Storie originali > Generale
Ricorda la storia  |      
Autore: di_smarginature    02/02/2020    1 recensioni
"C’è bisogno del ricordo.
I vostri occhi adesso mi devono leggere, mi stanno leggendo; voi mi dovete guardare, guardate con il vostro cuore; le vostre menti sono adesso accese e brillano di tenerezza per la mia piccola amica, piangono per l’orrore del suo destino."
Genere: Generale, Malinconico, Storico | Stato: completa
Tipo di coppia: Nessuna
Note: nessuna | Avvertimenti: nessuno
Per recensire esegui il login o registrati.
Dimensione del testo A A A

Ho un vestito di stoffa scozzese bianca e rossa.

Pagine ed inchioastro.

La mano che mi scrive è esile, piccola ma forte.

Lei ha tredici anni. La mia unica amica.

Visetto impertinente e sguardo intelligente e sincero incorniciati da capelli neri come l’ebano, come la notte nel nascondiglio, come il cielo di Amsterdam.

Sorride spesso, sorride e diventa scherzosa, sorride e si infiamma, si trasforma, cambia i tratti, una piccola adulta in grado di capire le sfumature più contorte dell’animo umano, in grado di coglierne la poesia, trasformarla e darla a me in semplici, stordenti formule, frasi, lettere.

Vuole diventare una scrittrice ed io, Kitty, sua confidente, sono sicura che ne ha la stoffa, è caparbia e non si ferma, è pungente, analitica, sferzante, fa breccia con la frizzantina irriverenza della sua giovane età.

Così giovane, così diversa, così capace.

Passa attraverso la trama dolorosa e sbagliata della sua realtà con affilato ottimismo, un coltellino capace di segare, squarciare, dividere gli orrori che i suoi occhi vedono, che le sue orecchie sentono.

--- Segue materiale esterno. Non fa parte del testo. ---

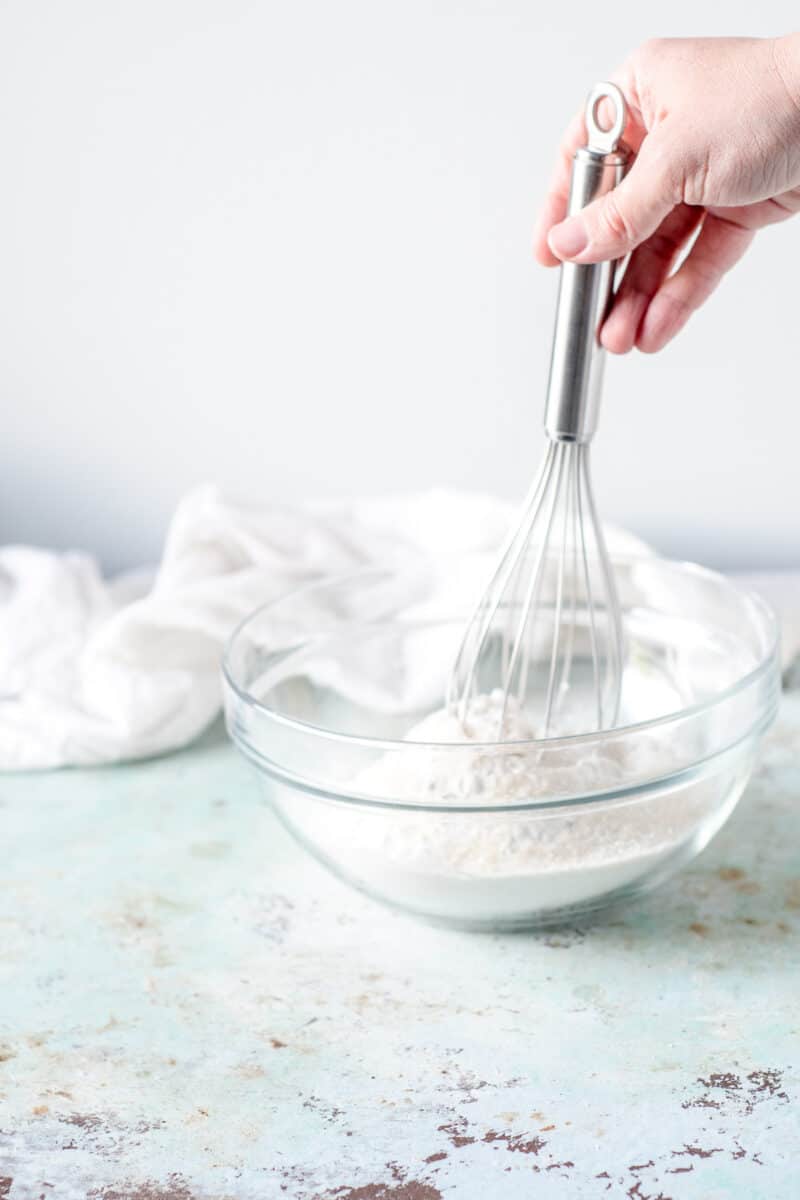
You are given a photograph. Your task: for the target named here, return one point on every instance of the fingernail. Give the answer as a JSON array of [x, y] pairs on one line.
[[569, 239]]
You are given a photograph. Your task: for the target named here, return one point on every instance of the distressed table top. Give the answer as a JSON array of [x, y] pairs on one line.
[[192, 1008]]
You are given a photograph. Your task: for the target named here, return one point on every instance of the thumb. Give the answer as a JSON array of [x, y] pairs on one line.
[[620, 220]]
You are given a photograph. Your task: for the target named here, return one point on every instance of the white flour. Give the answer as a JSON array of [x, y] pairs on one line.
[[497, 865]]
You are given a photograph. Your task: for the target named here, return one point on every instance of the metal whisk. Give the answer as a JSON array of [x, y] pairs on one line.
[[548, 630]]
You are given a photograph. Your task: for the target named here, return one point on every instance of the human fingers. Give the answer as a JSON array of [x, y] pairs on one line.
[[620, 220], [647, 270], [720, 244]]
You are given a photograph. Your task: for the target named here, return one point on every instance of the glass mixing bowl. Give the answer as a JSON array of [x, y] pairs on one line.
[[323, 687]]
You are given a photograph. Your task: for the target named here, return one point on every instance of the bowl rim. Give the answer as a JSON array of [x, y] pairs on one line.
[[769, 659]]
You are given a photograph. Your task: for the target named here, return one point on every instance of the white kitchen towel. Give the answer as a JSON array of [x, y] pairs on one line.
[[95, 671]]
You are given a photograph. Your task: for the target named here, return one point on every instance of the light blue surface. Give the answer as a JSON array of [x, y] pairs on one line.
[[190, 1007]]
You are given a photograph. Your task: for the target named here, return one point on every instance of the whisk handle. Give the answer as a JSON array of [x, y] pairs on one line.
[[585, 291]]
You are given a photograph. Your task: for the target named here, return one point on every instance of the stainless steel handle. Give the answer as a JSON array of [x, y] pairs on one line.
[[585, 292]]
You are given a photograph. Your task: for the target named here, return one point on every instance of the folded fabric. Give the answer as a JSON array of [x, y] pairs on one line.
[[95, 671]]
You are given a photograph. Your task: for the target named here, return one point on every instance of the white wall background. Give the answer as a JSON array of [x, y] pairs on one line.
[[286, 246]]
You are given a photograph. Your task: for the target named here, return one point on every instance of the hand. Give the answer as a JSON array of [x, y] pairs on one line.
[[715, 124]]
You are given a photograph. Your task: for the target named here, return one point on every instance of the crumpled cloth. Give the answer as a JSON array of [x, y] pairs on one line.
[[96, 671]]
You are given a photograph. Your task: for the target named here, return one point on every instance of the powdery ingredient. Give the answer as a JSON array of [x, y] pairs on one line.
[[492, 865]]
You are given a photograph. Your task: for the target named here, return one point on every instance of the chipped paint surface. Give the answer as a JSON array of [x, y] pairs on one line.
[[192, 1009]]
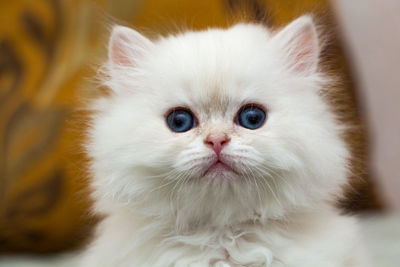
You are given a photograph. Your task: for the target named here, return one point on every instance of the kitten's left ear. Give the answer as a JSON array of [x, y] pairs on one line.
[[298, 44], [126, 46]]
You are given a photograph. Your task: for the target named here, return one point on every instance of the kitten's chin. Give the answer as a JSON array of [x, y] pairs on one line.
[[220, 171]]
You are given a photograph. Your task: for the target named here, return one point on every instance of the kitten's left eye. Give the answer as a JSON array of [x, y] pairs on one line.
[[251, 117], [180, 120]]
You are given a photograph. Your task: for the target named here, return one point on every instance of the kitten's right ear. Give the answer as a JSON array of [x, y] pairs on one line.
[[126, 45]]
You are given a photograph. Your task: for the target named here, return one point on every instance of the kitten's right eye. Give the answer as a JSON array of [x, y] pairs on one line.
[[180, 120]]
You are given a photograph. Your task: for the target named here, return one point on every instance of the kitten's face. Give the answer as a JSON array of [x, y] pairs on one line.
[[221, 126]]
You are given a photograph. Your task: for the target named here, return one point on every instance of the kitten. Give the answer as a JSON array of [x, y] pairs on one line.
[[216, 148]]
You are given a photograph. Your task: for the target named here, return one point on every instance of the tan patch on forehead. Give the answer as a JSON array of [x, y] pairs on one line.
[[217, 98]]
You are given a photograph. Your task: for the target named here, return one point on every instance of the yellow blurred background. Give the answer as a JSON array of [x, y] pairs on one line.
[[49, 50]]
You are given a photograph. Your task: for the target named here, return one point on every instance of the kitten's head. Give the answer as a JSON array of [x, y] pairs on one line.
[[218, 126]]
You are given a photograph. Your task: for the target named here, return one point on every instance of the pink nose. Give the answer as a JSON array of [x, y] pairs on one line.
[[217, 141]]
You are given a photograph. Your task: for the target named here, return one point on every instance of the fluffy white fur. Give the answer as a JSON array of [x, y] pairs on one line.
[[277, 211]]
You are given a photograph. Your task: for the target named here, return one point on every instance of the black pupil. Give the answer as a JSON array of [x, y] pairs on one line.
[[251, 117], [180, 120]]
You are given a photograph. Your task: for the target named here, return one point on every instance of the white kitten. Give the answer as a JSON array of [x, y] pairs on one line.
[[217, 149]]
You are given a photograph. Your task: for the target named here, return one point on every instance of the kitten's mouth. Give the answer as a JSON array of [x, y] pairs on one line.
[[219, 168]]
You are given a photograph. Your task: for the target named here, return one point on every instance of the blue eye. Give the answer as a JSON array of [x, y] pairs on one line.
[[251, 117], [180, 120]]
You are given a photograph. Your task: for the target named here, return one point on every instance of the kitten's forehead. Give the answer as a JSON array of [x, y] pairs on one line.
[[211, 69]]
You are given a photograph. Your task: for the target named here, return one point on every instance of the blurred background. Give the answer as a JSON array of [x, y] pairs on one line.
[[49, 51]]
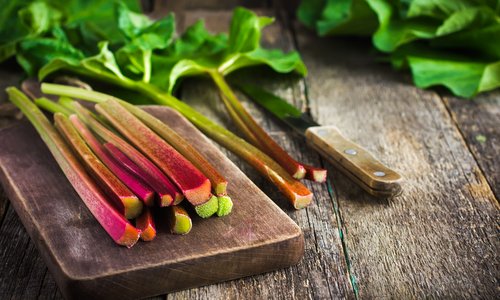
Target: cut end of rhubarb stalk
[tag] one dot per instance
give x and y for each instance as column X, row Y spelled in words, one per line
column 130, row 236
column 178, row 198
column 166, row 200
column 200, row 194
column 146, row 225
column 225, row 206
column 208, row 208
column 133, row 207
column 316, row 174
column 300, row 173
column 220, row 189
column 180, row 222
column 302, row 201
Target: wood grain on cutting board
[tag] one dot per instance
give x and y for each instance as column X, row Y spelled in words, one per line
column 257, row 237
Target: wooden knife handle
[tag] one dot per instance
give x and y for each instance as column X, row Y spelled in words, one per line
column 354, row 161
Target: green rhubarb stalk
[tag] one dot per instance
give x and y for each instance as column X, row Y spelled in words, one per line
column 193, row 184
column 253, row 131
column 179, row 220
column 126, row 202
column 219, row 183
column 225, row 206
column 207, row 209
column 51, row 106
column 295, row 191
column 117, row 227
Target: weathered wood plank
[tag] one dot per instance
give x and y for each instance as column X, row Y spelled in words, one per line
column 479, row 123
column 322, row 273
column 440, row 238
column 23, row 270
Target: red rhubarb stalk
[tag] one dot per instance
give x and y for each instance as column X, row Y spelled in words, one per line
column 298, row 195
column 136, row 185
column 254, row 131
column 179, row 220
column 126, row 202
column 315, row 174
column 118, row 228
column 134, row 160
column 219, row 183
column 193, row 184
column 146, row 225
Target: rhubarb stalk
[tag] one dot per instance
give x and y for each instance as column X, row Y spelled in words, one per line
column 219, row 183
column 146, row 225
column 134, row 160
column 126, row 202
column 295, row 191
column 179, row 220
column 136, row 185
column 117, row 227
column 193, row 184
column 253, row 131
column 51, row 106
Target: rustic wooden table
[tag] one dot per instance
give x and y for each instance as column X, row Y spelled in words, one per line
column 439, row 239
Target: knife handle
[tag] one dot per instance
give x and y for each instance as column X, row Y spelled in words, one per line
column 354, row 161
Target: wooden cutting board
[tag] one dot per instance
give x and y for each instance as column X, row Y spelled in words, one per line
column 257, row 237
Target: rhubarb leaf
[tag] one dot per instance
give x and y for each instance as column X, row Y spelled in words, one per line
column 469, row 29
column 207, row 53
column 144, row 36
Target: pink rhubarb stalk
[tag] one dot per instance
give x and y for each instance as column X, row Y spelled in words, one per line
column 136, row 185
column 219, row 183
column 134, row 160
column 146, row 225
column 126, row 202
column 193, row 184
column 117, row 227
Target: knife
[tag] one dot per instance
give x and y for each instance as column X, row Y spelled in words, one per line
column 348, row 157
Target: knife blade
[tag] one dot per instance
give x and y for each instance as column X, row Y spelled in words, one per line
column 350, row 158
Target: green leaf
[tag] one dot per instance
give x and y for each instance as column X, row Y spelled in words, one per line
column 463, row 78
column 104, row 62
column 33, row 54
column 276, row 59
column 245, row 30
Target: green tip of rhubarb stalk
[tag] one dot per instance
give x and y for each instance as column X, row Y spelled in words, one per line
column 302, row 201
column 130, row 236
column 220, row 189
column 183, row 225
column 208, row 208
column 225, row 206
column 133, row 207
column 166, row 200
column 300, row 173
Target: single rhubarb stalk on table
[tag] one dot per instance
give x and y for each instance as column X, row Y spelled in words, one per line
column 135, row 184
column 219, row 183
column 126, row 202
column 315, row 174
column 146, row 225
column 179, row 220
column 298, row 195
column 51, row 106
column 115, row 224
column 134, row 160
column 193, row 184
column 253, row 131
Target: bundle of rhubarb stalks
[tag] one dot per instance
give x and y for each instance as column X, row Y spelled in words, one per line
column 124, row 163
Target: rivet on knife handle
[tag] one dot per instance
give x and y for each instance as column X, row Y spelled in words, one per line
column 352, row 159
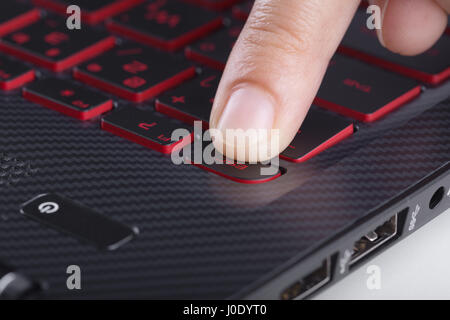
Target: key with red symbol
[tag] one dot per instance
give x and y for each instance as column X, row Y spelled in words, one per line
column 48, row 43
column 166, row 24
column 146, row 128
column 16, row 15
column 134, row 72
column 214, row 50
column 68, row 98
column 192, row 100
column 92, row 11
column 363, row 92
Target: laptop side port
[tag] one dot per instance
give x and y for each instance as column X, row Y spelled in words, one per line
column 374, row 239
column 309, row 283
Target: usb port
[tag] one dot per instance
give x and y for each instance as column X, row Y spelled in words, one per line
column 309, row 283
column 374, row 239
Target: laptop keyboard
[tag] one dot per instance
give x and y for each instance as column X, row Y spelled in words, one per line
column 169, row 55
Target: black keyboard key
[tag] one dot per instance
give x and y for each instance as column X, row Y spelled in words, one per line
column 215, row 4
column 166, row 24
column 192, row 100
column 134, row 72
column 14, row 74
column 16, row 15
column 319, row 131
column 242, row 11
column 48, row 43
column 432, row 67
column 145, row 128
column 240, row 172
column 74, row 219
column 92, row 11
column 68, row 98
column 363, row 92
column 214, row 50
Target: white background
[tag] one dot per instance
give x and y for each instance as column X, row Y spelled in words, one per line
column 418, row 267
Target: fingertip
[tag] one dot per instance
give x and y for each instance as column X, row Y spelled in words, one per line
column 411, row 27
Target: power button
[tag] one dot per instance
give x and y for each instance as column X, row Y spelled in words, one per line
column 77, row 220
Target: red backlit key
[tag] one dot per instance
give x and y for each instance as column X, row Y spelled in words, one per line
column 215, row 4
column 134, row 72
column 15, row 15
column 192, row 100
column 146, row 128
column 92, row 11
column 14, row 74
column 214, row 50
column 227, row 168
column 68, row 98
column 243, row 173
column 48, row 43
column 319, row 131
column 166, row 24
column 242, row 11
column 363, row 92
column 432, row 67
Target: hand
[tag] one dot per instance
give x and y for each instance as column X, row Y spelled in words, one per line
column 279, row 60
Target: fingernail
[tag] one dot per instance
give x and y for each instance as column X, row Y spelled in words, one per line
column 248, row 107
column 383, row 4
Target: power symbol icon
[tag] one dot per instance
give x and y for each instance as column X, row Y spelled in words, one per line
column 48, row 207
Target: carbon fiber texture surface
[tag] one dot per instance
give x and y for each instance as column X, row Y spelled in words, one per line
column 201, row 236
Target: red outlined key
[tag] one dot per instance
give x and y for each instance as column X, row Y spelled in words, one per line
column 192, row 100
column 165, row 24
column 134, row 72
column 145, row 128
column 68, row 98
column 214, row 50
column 248, row 173
column 431, row 67
column 49, row 44
column 16, row 15
column 362, row 91
column 319, row 131
column 14, row 74
column 92, row 11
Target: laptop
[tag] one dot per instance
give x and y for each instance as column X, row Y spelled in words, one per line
column 92, row 205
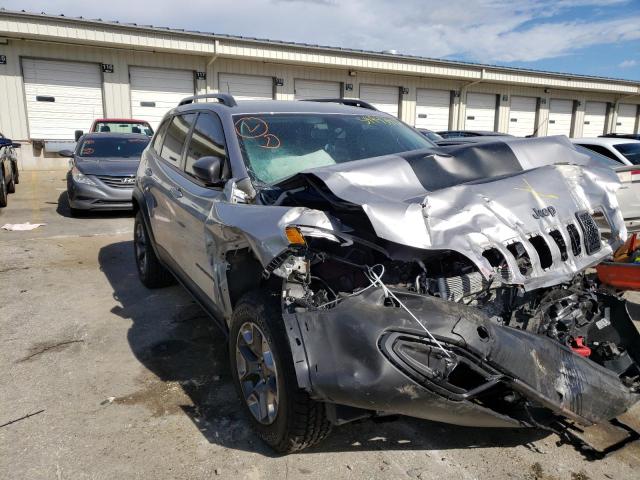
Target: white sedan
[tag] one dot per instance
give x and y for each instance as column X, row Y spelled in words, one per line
column 622, row 150
column 629, row 175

È scontenta e vorrebbe di più.

E anche io.

Vorremmo poter uscire da qui, da questa piccola casa stretta, buia, nascosta, fredda; vorremmo poter tornare a scuola, saltellare per strada.

Vorremmo poter essere nate non dal lato sbagliato, forse bionde, forse pure, con un dio diverso dal nostro, più misericordioso, che richieda meno sacrifici.

Un dio che adesso è gestito male.

Dal giorno del suo tredicesimo compleanno, parla e spiega, diventa energia in movimento, sfera di pura luce, che si stacca e passa oltre; e per me, è come avere un corpo solido, ancorato, una bocca che parla, orecchie che sentono, un cervello capace di ragionare, un cuore in grado di soffrire, patire, entusiasmarsi, di inasprirsi.

Sono una creatura, la sua creatura, emergo dalla carta, nasco, ricoperta di sangue e di umori.

Mi parla del papà, uomo dedito che ammira, uomo di cultura, di parole, di passioni; della madre, donna considerata da lei noiosa, conflittuale collegamento alla sua condizione di figlia sempre in torto, difficile, quasi scomoda; della sorella così distaccata, sempre la preferita.

Distrugge tutti, li scompone in pezzetti minuscoli, così come fa con gli avvenimenti, con le storie, con il suo passato.

Con il futuro.

Li smantella ad uno a uno, i personaggi che le ronzano attorno; li riduce a mera essenza scarnificata.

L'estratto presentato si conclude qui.